Cleaned Codebase: Supabase client misuse was resolved in three files (filters.py, user.py, and user_apartments.py), improving code clarity and removing false error logs.
Verification Logs: Detailed logs confirming the full cycle: filter fetch, apartment filtering, email sending, and successful record insertion.
Tech Stack
- Tools used
- Python, httpx, Supabase Python Client, Redis, Docker, Jupyter Notebooks.
- Language/techniques used
- Asynchronous Python (async/await), HTML Parsing (implied by content fixes) , HTTP/2 , Async Redis, Supabase API interaction.
- Models used
- N/A (Web Scraper and Data Pipeline Troubleshooting)
- Skills used
- Debugging Asynchronous Python, Troubleshooting Distributed Systems (Docker/Redis), Web Scraper Fixes (Brotli/Parsing), Supabase API Integration, Database connection management.
- Databases used
- Supabase (Postgres), Redis (Caching).
- Web Cloud Servers used
- N/A (Uses Supabase for backend, data source is external websites).
What are the technical Challenges Faced during Project Execution
The most complex challenge was debugging the Supabase client misuse error. This error (object APIResponse[~_ReturnT] can’t be used in ‘await’ expression) manifested in three different critical locations of the user_filtering service. Fixing one instance only revealed the next, indicating a fundamental misunderstanding of the client’s synchronous nature within an asynchronous Python environment, which completely blocked the core data flow.

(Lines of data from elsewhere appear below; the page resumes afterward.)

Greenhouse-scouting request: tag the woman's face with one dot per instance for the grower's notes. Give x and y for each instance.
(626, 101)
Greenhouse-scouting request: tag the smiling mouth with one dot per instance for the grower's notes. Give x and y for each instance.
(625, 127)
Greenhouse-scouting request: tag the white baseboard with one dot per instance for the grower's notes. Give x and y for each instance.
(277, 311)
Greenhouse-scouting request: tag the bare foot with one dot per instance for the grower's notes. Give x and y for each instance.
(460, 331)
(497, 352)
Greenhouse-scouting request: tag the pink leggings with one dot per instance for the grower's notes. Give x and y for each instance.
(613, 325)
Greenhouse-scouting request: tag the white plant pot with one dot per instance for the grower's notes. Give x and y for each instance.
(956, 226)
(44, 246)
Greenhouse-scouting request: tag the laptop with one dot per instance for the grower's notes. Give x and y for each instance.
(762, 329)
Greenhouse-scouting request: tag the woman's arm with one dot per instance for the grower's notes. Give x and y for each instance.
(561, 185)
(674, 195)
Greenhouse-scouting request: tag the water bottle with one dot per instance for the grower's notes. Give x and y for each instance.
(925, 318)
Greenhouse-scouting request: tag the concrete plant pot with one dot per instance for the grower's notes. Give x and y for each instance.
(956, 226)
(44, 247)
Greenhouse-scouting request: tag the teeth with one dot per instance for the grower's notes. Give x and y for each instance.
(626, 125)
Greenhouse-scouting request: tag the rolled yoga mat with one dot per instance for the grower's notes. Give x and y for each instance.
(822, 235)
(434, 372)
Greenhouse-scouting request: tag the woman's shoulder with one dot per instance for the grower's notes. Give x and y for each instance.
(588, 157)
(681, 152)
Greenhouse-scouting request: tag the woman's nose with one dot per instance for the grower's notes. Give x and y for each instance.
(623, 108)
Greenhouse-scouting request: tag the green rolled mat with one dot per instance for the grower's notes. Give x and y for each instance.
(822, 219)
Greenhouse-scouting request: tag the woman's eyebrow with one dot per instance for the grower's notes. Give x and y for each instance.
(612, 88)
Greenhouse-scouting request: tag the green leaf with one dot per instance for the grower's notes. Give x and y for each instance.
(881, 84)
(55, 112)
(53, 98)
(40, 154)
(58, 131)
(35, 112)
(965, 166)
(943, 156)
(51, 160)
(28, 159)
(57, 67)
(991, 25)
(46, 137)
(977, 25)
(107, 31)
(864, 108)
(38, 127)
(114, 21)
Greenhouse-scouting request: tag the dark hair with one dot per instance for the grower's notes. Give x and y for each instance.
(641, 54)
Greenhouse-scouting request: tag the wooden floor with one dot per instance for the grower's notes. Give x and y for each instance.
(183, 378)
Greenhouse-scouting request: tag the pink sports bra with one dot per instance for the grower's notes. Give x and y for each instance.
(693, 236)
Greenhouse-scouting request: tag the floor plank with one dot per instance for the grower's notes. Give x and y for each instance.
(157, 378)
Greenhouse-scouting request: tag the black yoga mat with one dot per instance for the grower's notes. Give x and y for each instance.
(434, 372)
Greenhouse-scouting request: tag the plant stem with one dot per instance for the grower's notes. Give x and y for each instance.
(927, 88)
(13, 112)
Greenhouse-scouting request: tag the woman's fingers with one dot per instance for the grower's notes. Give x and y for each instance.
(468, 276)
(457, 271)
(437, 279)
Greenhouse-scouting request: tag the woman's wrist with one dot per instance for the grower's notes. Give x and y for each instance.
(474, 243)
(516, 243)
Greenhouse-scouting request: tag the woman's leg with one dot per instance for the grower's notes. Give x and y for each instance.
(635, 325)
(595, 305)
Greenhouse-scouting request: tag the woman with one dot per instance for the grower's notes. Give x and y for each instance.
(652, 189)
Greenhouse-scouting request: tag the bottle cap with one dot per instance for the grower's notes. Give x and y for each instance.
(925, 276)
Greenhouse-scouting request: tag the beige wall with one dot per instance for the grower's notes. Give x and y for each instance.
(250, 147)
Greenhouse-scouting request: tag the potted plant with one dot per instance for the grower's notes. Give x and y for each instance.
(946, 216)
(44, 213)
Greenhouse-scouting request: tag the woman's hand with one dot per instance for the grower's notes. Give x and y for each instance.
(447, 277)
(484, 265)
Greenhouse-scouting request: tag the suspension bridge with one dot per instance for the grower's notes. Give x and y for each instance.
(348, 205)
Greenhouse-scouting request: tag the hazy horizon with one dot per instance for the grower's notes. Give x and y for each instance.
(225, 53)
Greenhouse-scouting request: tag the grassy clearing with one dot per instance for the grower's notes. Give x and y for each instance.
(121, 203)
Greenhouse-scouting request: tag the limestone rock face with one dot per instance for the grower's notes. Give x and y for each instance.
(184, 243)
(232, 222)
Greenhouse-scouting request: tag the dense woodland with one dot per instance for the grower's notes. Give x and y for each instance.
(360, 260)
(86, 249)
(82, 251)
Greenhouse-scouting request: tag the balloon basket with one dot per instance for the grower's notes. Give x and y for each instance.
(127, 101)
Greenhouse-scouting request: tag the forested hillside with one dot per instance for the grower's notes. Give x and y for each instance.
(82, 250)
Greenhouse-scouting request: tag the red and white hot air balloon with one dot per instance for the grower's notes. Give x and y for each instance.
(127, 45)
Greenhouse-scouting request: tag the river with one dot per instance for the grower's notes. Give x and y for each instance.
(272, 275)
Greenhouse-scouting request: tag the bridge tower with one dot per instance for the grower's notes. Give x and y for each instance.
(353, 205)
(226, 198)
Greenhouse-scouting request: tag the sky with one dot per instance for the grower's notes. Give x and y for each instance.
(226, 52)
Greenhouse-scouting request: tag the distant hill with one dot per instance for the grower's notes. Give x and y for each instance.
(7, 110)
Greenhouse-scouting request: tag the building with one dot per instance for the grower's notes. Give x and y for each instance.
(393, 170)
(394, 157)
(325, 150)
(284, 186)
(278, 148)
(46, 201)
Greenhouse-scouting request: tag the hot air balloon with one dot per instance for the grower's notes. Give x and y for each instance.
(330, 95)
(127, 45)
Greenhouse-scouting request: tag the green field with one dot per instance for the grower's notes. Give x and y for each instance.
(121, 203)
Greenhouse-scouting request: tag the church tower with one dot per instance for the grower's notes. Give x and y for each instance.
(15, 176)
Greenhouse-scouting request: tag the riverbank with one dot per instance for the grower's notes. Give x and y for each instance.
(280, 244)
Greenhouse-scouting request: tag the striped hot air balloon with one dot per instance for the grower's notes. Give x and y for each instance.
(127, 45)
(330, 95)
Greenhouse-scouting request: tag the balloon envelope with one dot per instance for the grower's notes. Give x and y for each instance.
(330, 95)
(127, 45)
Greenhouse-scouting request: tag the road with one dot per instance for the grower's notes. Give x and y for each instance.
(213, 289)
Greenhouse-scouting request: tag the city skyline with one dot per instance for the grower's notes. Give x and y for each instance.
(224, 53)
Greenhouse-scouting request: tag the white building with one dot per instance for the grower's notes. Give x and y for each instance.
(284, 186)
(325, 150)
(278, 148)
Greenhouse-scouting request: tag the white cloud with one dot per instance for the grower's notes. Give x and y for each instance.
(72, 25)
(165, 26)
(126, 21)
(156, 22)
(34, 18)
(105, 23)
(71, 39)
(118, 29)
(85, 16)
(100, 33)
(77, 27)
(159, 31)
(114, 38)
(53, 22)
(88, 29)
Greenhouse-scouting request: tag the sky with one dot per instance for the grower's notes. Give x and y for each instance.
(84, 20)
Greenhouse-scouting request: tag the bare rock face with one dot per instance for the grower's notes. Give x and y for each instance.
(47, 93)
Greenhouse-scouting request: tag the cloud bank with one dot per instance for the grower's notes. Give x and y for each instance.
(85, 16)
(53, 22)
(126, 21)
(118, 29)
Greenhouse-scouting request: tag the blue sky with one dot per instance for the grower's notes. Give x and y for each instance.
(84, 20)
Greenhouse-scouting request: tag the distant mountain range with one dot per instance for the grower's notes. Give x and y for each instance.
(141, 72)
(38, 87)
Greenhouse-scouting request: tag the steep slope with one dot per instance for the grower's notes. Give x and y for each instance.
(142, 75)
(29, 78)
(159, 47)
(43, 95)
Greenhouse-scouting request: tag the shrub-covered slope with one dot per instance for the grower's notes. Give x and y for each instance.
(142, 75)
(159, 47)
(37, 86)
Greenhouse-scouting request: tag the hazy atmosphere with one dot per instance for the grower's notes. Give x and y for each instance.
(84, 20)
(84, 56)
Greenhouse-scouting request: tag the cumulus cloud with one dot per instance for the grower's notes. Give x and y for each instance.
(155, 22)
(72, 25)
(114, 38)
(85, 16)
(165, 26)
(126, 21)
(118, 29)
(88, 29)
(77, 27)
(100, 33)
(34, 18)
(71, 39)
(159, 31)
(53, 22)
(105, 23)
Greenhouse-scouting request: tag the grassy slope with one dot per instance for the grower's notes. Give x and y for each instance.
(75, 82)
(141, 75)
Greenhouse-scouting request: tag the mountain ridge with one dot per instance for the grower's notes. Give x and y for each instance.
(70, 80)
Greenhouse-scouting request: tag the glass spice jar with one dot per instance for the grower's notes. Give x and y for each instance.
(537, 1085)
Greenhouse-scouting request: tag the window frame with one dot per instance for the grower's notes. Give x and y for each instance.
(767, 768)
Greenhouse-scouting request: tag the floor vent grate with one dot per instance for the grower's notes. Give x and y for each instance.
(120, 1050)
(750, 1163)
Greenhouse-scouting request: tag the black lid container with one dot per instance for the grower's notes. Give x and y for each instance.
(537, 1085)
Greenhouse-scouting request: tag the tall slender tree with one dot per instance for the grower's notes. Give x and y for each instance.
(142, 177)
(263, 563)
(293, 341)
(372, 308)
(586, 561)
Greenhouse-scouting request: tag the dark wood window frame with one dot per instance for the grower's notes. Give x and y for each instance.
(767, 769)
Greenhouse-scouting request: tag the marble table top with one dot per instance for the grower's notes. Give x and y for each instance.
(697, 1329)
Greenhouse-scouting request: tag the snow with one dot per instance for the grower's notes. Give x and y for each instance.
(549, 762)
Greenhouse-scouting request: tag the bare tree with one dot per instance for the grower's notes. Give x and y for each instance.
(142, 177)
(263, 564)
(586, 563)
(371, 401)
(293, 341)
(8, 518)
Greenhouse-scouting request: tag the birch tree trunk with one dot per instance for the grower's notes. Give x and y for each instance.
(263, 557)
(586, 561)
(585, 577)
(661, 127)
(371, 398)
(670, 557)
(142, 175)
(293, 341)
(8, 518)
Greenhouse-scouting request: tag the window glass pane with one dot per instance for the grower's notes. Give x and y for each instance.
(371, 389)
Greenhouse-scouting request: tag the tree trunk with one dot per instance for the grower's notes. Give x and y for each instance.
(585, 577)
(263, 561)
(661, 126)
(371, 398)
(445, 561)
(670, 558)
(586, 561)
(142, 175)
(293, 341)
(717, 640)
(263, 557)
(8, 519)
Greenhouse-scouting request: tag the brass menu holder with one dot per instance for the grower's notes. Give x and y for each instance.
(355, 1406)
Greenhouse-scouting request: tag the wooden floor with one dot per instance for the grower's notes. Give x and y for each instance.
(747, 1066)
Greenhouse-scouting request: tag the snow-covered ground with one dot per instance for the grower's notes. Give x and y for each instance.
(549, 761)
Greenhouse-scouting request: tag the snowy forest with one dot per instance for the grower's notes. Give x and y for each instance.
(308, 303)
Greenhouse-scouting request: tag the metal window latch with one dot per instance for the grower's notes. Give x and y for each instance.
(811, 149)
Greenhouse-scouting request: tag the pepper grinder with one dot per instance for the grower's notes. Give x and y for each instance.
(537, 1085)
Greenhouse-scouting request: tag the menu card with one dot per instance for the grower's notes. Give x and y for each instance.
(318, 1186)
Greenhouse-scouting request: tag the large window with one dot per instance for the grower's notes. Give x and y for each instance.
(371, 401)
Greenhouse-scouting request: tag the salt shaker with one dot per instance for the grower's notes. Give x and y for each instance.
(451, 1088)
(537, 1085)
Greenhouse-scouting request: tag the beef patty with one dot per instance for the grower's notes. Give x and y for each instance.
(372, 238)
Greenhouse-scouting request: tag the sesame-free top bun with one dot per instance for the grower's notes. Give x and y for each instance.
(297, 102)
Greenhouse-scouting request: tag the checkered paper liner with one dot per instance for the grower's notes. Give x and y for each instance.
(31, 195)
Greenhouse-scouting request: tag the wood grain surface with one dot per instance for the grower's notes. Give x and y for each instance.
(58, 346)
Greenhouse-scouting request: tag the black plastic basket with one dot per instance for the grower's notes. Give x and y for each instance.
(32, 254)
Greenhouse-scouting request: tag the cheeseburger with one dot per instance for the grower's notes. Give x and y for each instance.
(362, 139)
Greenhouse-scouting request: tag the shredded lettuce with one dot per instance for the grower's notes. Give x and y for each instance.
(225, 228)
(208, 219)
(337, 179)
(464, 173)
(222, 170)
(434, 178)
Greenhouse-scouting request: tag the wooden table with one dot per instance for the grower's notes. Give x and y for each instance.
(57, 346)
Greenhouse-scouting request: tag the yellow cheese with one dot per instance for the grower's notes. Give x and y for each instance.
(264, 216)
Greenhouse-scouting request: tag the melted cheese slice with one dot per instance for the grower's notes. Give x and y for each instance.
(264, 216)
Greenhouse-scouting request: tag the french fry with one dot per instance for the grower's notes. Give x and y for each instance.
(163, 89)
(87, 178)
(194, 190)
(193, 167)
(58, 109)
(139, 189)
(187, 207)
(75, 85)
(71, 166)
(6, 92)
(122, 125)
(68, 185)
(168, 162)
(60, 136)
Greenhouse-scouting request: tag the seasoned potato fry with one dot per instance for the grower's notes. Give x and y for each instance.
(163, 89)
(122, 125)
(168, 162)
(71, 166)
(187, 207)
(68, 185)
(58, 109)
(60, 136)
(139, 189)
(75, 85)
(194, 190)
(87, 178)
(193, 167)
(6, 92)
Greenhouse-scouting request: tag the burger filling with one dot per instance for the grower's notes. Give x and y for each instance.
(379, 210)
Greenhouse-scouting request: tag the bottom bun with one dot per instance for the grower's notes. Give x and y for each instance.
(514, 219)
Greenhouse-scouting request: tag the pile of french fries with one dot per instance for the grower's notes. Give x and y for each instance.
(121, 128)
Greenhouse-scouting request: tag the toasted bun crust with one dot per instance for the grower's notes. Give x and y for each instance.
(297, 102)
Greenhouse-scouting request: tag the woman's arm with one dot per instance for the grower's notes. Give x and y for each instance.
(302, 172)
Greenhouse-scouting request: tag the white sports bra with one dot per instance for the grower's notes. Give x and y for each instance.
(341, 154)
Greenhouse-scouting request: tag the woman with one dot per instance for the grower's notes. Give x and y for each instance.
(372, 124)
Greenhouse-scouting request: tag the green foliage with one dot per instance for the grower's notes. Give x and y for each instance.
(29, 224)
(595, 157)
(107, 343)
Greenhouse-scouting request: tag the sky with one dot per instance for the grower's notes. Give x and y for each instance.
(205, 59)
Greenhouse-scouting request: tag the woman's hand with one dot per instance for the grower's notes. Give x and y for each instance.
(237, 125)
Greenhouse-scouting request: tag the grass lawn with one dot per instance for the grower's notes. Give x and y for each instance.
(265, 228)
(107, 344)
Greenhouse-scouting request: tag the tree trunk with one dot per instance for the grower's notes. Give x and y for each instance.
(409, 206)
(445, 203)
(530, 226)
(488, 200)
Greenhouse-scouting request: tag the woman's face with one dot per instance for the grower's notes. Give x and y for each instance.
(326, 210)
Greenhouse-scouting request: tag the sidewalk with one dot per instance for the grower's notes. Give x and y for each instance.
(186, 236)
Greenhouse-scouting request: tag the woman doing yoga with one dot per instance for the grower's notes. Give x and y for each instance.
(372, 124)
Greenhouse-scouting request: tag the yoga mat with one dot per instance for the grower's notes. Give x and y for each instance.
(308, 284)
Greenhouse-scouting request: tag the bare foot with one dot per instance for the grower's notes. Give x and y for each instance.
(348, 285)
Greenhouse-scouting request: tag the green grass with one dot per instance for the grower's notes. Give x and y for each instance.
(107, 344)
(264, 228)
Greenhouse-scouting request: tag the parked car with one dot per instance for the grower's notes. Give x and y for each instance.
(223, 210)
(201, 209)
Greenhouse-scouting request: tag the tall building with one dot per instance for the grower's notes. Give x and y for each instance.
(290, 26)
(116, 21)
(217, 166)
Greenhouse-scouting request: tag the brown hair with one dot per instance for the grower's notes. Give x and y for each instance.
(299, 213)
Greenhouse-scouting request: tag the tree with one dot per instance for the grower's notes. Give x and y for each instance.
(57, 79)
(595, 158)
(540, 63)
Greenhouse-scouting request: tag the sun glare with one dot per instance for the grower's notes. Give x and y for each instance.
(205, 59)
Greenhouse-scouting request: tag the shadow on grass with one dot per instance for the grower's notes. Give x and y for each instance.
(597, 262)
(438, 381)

Secondary challenges included:
- Resolving the Brotli decompression failure in the scraper, which required correctly configuring httpx to handle HTTP/2 and compression headers.
- Addressing Redis timeouts in the database layer, necessitating the shift to asynchronous Redis handling and adding retry logic.
How the Technical Challenges were Solved
The core Supabase client misuse was solved by recognizing that the Supabase Python Client is synchronous and should not be used with await when fetching data.
- In filters.py and user.py, the await was removed from the .execute() calls, and the code was updated to properly extract the response.data. This restored the retrieval of filters and user profiles.
- For the Brotli and Scraper Fixes, the core/engine.py was modified to remove manual decompression and configure httpx with the correct accept-encoding headers. HTML parsing logic was updated with the correct class names to prevent NoneType errors.
- The Redis Timeout was resolved by switching the database connection to use redis.asyncio and implementing retry logic for database operations (rb.get and rb.set).
Business Impact
The successful fixes dramatically improved the platform’s reliability and its ability to deliver value to end-users:
- Restored Service Delivery: The user_filtering service is now consistently populating the user_apartments table, which is the cornerstone of the platform’s user-facing value proposition.
- Improved Data Acquisition: Reliable and robust scrapers mean a steady, consistent flow of new rental listings into the platform’s core database.
- Enhanced User Experience: By ensuring new apartments are correctly matched and inserted, users now receive timely and accurate email notifications of relevant new listings (e.g., 42 new apartments sent to one user in a single run).
- Reduced Operational Confusion: The elimination of false error logs in user_apartments.py and the removal of scraper errors reduces time spent on operational maintenance and debugging.